This Interactive Map Visualizes the Queer Geography of 20th-Century America
At first glance, Bob Damron’s Address Book reads like any other travel guide. Bars, restaurants, hotels and businesses are grouped by city and state, their names and addresses listed in alphabetical order. An introductory note reassures readers that the information contained within the volume is up-to-date, while classifications written in abbreviated parentheticals offer travelers additional details on specific establishments: An asterisk, for example, indicates a place is “very popular,” while the letter “D” specifies if a bar or club has space for dancing.
Ostensibly universal, Damron’s handbook, first published in 1964 and still released annually, was actually directed toward a specific—and secretive—audience. As Eric Gonzaba, a historian at California State University, Fullerton, explains, Damron, a white, gay man from San Francisco, “started just writing down lists of locations that he would visit, … places [where] he either found other gay men or he felt accepted.”
What began as a personal reference for the Californian and his friends soon morphed into a thriving enterprise akin to The Negro Motorist Green Book, which safely shepherded African American travelers across the country during the Jim Crow era, but for gay men and, to a lesser extent, lesbian women. Crucially, Damron’s Address Book never explicitly identified its target audience (at least until 1999, when the word “gay” was first printed on its cover), instead relying on euphemisms, innuendo and coded abbreviations to circulate information within the queer community.

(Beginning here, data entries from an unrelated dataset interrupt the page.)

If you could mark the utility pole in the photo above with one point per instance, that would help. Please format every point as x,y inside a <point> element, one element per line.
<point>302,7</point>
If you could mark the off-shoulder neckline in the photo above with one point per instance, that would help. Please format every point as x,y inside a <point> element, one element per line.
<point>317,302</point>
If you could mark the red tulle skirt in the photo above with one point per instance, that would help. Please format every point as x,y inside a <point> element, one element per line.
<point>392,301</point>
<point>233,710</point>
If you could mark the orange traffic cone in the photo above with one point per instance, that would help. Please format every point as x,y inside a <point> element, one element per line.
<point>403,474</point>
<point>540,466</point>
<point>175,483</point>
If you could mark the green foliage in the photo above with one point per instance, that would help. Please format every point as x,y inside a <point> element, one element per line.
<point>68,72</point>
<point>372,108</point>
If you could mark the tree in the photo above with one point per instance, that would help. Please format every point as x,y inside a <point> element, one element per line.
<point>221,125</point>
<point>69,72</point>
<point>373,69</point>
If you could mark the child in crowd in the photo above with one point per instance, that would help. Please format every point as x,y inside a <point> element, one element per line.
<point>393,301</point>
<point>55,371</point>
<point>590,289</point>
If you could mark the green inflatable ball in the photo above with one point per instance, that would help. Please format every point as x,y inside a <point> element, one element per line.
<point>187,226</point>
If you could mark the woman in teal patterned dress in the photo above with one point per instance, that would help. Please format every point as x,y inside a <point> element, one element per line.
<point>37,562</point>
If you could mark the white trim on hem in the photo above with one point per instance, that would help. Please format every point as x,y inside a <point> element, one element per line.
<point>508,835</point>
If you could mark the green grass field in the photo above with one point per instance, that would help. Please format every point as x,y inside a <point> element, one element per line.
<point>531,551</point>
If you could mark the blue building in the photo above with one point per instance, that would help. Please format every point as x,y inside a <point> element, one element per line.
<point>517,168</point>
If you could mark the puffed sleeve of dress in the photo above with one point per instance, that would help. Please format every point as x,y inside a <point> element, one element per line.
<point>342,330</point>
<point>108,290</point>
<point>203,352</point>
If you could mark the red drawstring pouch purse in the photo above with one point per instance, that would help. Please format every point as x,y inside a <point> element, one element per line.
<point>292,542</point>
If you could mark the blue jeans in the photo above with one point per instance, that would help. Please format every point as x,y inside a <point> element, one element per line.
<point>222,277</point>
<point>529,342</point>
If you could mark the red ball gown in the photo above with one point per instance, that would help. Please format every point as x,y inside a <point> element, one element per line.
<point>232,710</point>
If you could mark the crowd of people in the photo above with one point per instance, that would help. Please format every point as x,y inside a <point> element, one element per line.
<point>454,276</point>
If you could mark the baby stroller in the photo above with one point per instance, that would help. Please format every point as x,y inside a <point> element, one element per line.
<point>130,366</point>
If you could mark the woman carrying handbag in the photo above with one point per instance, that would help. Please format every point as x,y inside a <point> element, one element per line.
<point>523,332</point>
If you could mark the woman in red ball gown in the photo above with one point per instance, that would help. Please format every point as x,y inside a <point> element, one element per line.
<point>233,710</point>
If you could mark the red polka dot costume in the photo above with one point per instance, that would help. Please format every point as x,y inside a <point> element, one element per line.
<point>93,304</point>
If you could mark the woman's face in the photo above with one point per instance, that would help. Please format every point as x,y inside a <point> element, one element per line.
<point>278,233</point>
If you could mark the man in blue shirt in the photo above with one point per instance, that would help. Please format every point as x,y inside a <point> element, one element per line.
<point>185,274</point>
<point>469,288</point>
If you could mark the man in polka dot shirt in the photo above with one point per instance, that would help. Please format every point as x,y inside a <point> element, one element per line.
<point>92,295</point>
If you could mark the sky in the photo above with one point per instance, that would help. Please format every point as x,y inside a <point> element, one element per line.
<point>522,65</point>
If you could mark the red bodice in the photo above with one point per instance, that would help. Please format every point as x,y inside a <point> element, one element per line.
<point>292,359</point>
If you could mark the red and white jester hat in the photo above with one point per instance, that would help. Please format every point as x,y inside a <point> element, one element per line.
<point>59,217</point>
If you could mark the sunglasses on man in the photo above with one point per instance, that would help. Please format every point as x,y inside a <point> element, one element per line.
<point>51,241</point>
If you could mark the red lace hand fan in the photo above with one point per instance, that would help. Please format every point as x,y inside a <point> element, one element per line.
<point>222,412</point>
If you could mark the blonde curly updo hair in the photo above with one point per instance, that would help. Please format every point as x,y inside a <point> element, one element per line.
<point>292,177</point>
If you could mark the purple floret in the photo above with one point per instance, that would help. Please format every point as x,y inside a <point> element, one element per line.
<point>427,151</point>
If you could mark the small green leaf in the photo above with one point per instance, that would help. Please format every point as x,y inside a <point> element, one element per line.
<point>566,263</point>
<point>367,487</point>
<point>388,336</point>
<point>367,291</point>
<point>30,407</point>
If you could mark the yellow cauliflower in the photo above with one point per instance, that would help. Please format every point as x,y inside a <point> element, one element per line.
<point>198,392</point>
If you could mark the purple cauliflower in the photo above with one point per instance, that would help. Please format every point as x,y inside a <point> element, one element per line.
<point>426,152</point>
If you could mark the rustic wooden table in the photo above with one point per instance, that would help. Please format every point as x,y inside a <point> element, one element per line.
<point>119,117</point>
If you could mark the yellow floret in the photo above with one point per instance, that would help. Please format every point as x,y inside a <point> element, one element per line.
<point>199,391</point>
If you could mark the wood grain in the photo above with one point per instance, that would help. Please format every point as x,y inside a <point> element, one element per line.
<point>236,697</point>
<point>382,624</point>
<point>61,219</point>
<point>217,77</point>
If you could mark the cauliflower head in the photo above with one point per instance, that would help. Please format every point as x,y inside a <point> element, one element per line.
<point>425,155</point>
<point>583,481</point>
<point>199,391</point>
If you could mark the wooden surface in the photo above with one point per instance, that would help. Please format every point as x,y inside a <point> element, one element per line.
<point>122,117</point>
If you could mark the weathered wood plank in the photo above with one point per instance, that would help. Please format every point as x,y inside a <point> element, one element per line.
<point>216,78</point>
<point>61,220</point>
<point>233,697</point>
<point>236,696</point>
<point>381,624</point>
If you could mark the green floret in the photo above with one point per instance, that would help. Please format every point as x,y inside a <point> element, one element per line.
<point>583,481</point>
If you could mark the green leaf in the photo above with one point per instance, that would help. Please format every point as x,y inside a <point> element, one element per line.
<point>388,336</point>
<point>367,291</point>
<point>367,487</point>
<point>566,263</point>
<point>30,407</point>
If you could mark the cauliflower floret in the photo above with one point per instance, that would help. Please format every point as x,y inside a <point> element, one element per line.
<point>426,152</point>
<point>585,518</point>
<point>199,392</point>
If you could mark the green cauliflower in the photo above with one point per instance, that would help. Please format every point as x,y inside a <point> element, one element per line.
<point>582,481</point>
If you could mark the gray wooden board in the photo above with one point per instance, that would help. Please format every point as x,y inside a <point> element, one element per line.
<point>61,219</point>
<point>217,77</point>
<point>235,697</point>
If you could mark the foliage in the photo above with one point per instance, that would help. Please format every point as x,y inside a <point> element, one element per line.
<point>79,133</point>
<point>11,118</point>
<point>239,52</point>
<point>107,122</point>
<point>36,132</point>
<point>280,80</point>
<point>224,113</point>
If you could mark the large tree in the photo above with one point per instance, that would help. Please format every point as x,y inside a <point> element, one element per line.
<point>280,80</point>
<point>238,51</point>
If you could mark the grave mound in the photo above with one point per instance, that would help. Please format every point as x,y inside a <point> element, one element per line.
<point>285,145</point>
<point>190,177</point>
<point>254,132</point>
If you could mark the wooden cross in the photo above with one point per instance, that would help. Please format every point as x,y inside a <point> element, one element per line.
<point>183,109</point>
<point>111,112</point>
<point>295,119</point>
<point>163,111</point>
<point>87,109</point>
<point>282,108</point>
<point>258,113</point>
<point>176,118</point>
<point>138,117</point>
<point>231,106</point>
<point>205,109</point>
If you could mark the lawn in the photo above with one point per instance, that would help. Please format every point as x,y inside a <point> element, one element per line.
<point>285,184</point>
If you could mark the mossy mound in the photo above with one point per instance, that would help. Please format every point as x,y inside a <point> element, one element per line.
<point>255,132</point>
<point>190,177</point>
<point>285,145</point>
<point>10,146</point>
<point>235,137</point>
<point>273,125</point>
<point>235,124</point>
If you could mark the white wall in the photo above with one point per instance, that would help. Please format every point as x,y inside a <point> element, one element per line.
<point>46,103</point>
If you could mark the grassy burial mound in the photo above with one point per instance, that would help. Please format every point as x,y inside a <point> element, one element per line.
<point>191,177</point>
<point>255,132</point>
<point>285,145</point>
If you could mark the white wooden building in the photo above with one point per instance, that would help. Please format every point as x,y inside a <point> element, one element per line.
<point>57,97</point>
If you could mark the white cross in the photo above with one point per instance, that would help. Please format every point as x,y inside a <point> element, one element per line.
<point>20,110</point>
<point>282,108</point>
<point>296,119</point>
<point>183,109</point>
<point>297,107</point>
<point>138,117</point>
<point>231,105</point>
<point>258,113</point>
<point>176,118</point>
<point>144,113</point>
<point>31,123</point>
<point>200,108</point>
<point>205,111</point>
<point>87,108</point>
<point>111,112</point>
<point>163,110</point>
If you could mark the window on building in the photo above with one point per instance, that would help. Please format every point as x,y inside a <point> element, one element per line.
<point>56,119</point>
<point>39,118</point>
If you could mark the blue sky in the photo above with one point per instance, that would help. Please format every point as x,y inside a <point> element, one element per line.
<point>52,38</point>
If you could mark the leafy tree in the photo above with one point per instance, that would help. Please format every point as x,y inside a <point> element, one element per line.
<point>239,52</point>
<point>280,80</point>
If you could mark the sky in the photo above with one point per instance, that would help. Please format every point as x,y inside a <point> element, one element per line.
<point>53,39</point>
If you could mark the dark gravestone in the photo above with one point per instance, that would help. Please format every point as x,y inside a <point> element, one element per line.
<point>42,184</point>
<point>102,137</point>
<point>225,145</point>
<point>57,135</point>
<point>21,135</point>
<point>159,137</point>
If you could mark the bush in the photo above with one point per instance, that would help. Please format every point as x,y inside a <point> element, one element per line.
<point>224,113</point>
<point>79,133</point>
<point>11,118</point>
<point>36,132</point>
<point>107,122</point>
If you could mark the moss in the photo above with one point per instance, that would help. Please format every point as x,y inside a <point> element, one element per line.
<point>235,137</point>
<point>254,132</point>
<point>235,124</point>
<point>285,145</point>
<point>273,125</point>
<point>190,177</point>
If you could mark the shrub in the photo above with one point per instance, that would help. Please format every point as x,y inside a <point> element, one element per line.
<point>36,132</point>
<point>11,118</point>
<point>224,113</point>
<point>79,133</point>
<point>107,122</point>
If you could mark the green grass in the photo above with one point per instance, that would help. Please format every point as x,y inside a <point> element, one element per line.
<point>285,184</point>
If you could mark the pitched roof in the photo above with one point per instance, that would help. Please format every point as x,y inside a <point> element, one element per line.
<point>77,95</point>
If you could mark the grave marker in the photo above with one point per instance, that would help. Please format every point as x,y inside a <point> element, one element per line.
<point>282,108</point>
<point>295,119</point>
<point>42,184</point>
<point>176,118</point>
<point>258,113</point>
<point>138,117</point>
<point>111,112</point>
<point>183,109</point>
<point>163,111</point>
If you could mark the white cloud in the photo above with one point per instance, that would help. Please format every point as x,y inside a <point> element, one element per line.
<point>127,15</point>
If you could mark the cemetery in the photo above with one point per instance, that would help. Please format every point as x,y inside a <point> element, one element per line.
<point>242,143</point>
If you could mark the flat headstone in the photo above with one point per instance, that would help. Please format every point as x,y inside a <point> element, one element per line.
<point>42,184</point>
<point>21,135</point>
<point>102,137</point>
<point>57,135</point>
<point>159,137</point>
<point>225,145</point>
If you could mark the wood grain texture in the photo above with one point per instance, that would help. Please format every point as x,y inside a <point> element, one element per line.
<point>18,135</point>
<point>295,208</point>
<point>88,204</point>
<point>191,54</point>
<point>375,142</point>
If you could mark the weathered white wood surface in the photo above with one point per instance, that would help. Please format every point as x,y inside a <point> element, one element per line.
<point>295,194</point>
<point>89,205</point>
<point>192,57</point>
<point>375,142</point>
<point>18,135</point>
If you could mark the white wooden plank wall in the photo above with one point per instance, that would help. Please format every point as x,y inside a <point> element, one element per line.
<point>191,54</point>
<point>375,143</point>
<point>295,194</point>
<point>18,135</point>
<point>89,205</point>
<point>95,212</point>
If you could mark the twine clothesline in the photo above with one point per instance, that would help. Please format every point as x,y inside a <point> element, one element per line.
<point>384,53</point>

A new public history initiative spearheaded by Gonzaba and Amanda Regan, a historian at Southern Methodist University, is poised to bring Damron’s findings into the digital age, drawing on more than 30,000 listings compiled between 1965 and 1980 to visualize queer spaces’ evolution over time. Titled Mapping the Gay Guides, the project aims to “correct the cultural erasure of historical geography” by spotlighting local communities’ oft-unheralded queer history and, adds Gonzaba, exploring “how that community relates to other parts of the country.”